Ein Historienfilm? Nein, eigentlich nicht! "Die Herrlichkeit des Lebens", das Drama rund um die letzte Liebe des Schriftstellers Franz Kafka, ist zeitlos inszeniert. Fast so, als würde es in unseren Tagen spielen. Hell ist dieser Film, er hat etwas Strahlendes. Auch die Hauptdarsteller überzeugen durch ihr frisches Spiel. Henriette Confurius als Dora Diamant und Sabin Tambrea als Kafka. Sie eine junge, forsche und gleichzeitig in sich ruhende Frau, die von Confurius mit charmanter Offenheit gespielt wird; und er ein kränkelnder, Tuberkulose-geplagter Schüchterling, wobei er in Bezug auf diese junge Frau ganz entschieden wirkt. Er will sie unbedingt kennenlernen, mit ihr Zeit verbringen.
Dora Diamant und Franz Kafka lernen sich im Sommer 1923 zufällig an der Ostsee kennen. Er schreibt, sie tanzt – und möchte Schauspielerin werden. In der Sonne glitzern die Wellen, das Meer rauscht, der Wind pfeift durchs Dünengras.
Die Sprache steht keineswegs im Vordergrund
Co-Regisseurin und Kamerafrau Judith Kaufmann nähert sich den beiden, als wären sie ihr schon lange vertraut. Die Kamera ist meist nah an dem Paar, ohne ihnen zu sehr auf die Pelle zu rücken. Kaufmann setzt sie raffiniert ins Licht. Hebt sie hervor, ohne dass das künstlich oder übertrieben wirken würde. Auch wenn es um einen der wichtigsten Schriftsteller des 20. Jahrhunderts geht, steht die Sprache keineswegs im Vordergrund. Kaufmann lässt die Bilder sprechen.
Viele Halb-Nahaufnahmen, wenige Totalen. Das alles oft wie ein Kammerspiel – oder besser noch: wie ein Tanz, den die Kamera aufmerksam beobachtet. Mal umkreist sie die beiden mit großer Agilität, was eher dem Charakter von Dora entspricht, mal erstarrt die Optik etwas oder hält vielmehr inne, was eher Franz charakterisiert. Schnell entsteht eine große Vertrautheit mit dem Paar.
Kafka stirbt 1924, im Alter von nur 40 Jahren. Nur ein Jahr hatten Dora und Franz, um ihre Liebe zu leben. Sie steht mit beiden Beinen fest auf der Erde, er schwebt immer etwas darüber. Sie mag den Indikativ, er bevorzugt den Konjunktiv. Ihre Verschiedenheit inspiriert beide – und die Kunst des Films besteht nun darin, diese Unterschiedlichkeit durch das Casting sowie das visuelle Konzept zum Ausdruck zu bringen.

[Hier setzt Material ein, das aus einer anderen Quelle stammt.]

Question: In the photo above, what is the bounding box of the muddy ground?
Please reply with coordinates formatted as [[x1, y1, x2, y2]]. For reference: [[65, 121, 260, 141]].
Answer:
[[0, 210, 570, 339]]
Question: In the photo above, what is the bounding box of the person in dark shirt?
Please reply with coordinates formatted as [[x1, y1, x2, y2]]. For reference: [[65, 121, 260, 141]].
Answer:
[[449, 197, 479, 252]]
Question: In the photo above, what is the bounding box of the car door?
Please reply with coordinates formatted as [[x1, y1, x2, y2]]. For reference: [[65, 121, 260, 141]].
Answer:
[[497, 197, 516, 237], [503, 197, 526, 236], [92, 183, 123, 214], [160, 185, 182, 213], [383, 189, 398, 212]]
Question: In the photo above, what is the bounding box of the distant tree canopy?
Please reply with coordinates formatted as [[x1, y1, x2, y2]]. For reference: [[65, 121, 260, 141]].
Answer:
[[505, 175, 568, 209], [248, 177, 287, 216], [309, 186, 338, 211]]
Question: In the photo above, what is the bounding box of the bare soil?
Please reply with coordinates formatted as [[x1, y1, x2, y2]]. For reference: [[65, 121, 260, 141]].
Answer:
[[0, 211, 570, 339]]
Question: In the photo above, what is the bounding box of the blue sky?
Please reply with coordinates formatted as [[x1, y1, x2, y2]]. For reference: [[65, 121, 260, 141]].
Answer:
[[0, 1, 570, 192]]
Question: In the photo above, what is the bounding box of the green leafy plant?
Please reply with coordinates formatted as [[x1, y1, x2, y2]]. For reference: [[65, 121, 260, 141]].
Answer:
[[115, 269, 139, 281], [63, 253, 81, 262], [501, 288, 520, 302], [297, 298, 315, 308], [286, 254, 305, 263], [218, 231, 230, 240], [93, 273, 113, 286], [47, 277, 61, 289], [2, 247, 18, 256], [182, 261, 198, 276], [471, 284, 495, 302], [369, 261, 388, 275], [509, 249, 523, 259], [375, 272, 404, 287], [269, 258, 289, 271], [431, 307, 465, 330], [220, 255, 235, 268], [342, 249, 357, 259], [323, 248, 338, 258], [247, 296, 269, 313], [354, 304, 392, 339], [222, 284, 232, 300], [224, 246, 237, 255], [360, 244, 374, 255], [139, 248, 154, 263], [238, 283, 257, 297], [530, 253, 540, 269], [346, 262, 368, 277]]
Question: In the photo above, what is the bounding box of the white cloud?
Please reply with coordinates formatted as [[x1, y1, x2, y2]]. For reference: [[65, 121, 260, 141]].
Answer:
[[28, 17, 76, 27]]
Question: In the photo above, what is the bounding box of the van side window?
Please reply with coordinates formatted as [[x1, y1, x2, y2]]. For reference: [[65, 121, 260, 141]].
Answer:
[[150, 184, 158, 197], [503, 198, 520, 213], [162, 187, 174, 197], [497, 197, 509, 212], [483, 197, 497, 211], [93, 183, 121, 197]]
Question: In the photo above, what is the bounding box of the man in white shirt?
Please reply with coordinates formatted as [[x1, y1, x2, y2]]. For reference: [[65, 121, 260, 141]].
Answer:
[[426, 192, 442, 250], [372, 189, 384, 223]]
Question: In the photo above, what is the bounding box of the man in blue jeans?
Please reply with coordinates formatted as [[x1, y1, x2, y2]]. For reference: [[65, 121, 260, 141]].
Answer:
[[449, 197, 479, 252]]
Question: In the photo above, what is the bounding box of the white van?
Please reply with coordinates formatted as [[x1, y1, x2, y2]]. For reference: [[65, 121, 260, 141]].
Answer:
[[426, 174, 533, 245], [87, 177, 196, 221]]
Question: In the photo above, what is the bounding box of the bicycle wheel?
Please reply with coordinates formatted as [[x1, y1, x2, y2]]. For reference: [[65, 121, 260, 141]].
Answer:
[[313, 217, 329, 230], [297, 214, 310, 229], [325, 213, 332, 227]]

Bilder von existenzieller Intensität
Co-Regisseur Georg Maas schwärmt von der Phantasie und Entschiedenheit seiner Mitstreiterin und Kamerafrau Judith Kaufmann. Sie sei sehr tief in die einzelnen Szenen eingetaucht, um herauszufinden, was jede einzelne für sich bedeutet. "Von daher war dann auch klar, dass wir Ausstattung und Kostüm nicht so voll historisierend haben wollen, was eine Distanz erzeugt. Wir wollten, dass man da drin ist als Zuschauer. Dass man mit den beiden mitfiebert, wie in einem zeitgenössischen Liebesfilm."
Berührend ist diese Liebe, auch traurig, aber nie sentimental – vielmehr getragen von dieser Klarheit in der visuellen Umsetzung. Sehr präsent bleibt einem dieser Film, der ansonsten recht konventionell inszeniert ist, aber in seinen Bildern eben existenzielle Intensität besitzt. Ohne eskapistisch zu sein, feiert er die titelgebende "Herrlichkeit des Lebens".